The Bahrain Center for Human Rights (BCHR) welcomes Nabeel Rajab's release, but also calls for all charges against him to be dropped, in addition to the release of all other unjustly detained prisoners of conscience.
This statement was originally published on bahrainrights.org on 14 July 2015.
The Bahrain Center for Human Rights (BCHR) welcomes the release of BCHR’s president and leading human rights defender Nabeel Rajab late on 13 July 2015, and calls for all charges against him to be dropped, in addition to the release of all unjustly detained prisoners of conscience, especially those who are suffering from a lack of medical care in prison.
Rajab has been in detention since 2 April 2015 and has completed four months of a six-month imprisonment sentence on charges of “insulting the Ministry of Interior”. The charges are related to a tweet he published in September 2014, in which the military institutions in Bahrain are described as “incubators” of extremist ideologies. Though he was released on “health grounds”, Rajab still faces up to 10-years’ imprisonment in other cases related to the exercise of freedom of expression. He faces charges of “spreading false news” and “insulting a statutory body” for tweeting about the Saudi-led coalition air strikes in Yemen and about the torture of detainees at Jau Prison, which has been documented in several reports by BCHR. (See the latest report: Inside Jau: Government Brutality in Bahrain’s Central Prison)
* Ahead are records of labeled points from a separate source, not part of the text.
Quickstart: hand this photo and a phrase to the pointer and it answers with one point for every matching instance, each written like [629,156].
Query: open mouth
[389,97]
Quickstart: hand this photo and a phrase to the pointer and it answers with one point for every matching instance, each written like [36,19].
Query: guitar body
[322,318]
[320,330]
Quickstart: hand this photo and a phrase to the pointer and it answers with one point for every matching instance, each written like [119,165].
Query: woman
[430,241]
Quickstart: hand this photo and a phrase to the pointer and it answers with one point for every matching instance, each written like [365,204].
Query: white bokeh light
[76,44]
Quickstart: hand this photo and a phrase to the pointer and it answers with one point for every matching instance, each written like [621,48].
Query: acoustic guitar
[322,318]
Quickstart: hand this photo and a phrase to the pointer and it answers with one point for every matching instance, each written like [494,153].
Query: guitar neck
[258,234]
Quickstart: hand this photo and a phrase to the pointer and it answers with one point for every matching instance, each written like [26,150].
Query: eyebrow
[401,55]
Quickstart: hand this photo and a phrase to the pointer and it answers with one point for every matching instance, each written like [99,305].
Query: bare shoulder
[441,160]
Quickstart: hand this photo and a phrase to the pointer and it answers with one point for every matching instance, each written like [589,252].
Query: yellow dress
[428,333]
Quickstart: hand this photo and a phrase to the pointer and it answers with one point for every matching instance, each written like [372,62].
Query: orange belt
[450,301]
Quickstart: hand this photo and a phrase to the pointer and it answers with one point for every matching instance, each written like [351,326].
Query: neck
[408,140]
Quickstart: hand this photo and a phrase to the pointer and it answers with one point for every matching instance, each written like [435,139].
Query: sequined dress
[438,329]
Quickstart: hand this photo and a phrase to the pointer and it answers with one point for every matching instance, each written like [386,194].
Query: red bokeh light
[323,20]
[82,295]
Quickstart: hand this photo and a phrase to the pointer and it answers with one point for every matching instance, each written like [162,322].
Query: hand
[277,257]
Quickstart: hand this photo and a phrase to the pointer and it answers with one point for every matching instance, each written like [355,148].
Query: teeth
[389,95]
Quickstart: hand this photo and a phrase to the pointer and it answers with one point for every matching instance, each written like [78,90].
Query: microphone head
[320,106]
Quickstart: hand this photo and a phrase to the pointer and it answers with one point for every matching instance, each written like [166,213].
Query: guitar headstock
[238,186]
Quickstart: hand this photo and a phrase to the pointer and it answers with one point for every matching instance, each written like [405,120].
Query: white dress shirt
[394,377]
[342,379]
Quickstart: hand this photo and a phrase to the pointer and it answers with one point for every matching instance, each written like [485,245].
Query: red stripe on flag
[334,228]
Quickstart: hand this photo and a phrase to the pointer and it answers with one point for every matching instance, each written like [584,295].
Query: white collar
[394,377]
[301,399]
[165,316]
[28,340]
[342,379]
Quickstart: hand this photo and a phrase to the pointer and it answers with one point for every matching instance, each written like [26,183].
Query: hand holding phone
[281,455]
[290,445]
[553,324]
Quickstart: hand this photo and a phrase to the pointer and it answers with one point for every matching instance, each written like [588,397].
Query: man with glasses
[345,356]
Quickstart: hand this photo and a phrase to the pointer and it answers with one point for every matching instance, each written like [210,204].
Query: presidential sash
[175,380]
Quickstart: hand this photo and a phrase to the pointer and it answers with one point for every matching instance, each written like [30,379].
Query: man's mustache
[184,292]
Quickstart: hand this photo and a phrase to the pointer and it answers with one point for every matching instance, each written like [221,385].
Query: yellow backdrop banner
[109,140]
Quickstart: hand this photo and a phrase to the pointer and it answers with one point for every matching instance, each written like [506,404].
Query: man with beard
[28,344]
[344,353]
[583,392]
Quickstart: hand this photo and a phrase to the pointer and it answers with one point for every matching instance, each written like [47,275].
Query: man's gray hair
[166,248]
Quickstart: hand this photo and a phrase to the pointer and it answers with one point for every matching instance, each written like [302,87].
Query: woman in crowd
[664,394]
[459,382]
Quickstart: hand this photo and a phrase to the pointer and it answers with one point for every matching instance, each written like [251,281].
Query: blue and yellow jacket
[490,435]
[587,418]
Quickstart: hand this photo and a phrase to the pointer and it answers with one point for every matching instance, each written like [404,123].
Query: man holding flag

BCHR calls on the government of Bahrain to cease all acts of harassment and intimidation against human rights defenders in Bahrain, and to drop all outstanding charges against human rights defender Nabeel Rajab, as well as to release all prisoners of conscience including leading human rights defender Abdulhadi Al-Khawaja, and opposition leader Ebrahim Sharif who was re-arrested less than a month after his release in June, because of a speech.
BCHR encourages the government of Bahrain to consider the health grounds of dozens of reported detainees who suffer from lack of medical care in prison, including the most recently reported cases of Mohamed Faraj, Hasan Al-Qattan, as well as photographer Hussain Hubail, Mohamed Sahwan, and many other frequently reported cases.
The release of Rajab comes one week after the European Parliament issued a resolution calling for the immediate release of Rajab and other prisoners of conscience. This comes following other calls for Rajab’s release from several parties including the UN Office of the High Commissioner for Human Rights (OHCHR) and the United States.
BCHR encourages the major players of the international community to continue to apply public pressure on the government of Bahrain to secure the protection of human rights in Bahrain and the release of all prisoners of conscience.